“I’ve been pestered to do it for years, and there’s something that bothers me about it,” Terry Gilliam told us last summer about the idea of crowd-funding a film. “I think the fact that a couple have managed to pull off something does not mean everybody is going to.” But it looks like the filmmaker has had a change of heart.
With “The Man Who Killed Don Quixote” hopefully/aspiring to shoot this fall, the director is opening up more and more about his plans for the long developing and somewhat cursed project. And he has now revealed that he might just ask you to chip in.

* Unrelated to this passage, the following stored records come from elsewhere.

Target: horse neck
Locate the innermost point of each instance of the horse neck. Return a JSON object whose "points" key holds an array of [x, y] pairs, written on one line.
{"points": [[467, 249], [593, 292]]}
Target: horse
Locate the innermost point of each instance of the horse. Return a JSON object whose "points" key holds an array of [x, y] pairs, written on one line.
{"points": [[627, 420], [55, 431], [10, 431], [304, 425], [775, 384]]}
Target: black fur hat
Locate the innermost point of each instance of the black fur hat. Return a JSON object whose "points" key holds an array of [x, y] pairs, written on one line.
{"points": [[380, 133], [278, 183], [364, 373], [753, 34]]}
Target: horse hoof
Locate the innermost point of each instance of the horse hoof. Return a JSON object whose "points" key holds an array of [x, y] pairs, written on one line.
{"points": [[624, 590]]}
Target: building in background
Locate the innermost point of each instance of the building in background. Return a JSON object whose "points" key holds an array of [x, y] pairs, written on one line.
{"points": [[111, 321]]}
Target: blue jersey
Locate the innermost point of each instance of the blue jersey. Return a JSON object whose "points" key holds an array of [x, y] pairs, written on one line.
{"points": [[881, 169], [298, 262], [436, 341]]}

Speaking with Swedish site Moviezine, he revealed that he’s now considering going the Kickstarter route (apologies for Google Translate). “I’ve met the man behind ‘Veronica Mars,’ and he says he can [raise] more money for ‘Don Quixote,’ ” Gilliam said. “I have long avoided the idea of crowdfunding, but I think the main thing now is just to get it done so I can move on with my life.”
It’s an interesting turnaround from the director, though he’s probably realizing that in this climate raising the kind of money he needs for ‘Don Quixote’ is probably hard to come by from traditional sources. And he has already said many times about his upcoming “The Zero Theorem,” it’s the smallest budget he’s worked with in years and years. And we can’t imagine he’s being offered much bigger for ‘Quixote.’ Anyway, something to consider for now and we’ll see if it happens.
Meanwhile, Gilliam — who has already revealed he briefly toyed with “Harry Potter” and was eyed for a “Dr. Strangelove” sequel by the late Stanley Kubrick — now reveals another “might have been” with another legendary filmmaker. “There is a script that Fellini wrote that I was offered to do. But I have no desire to, Fellini should do it, but [he’s not here]. I like the idea of movies as a product of a specific person and their environment…,” Gilliam shared. And hard’s to argue with that reasoning, though Gilliam directing Fellini script sort of makes perfect sense.
“The Zero Theorem” opens later this year.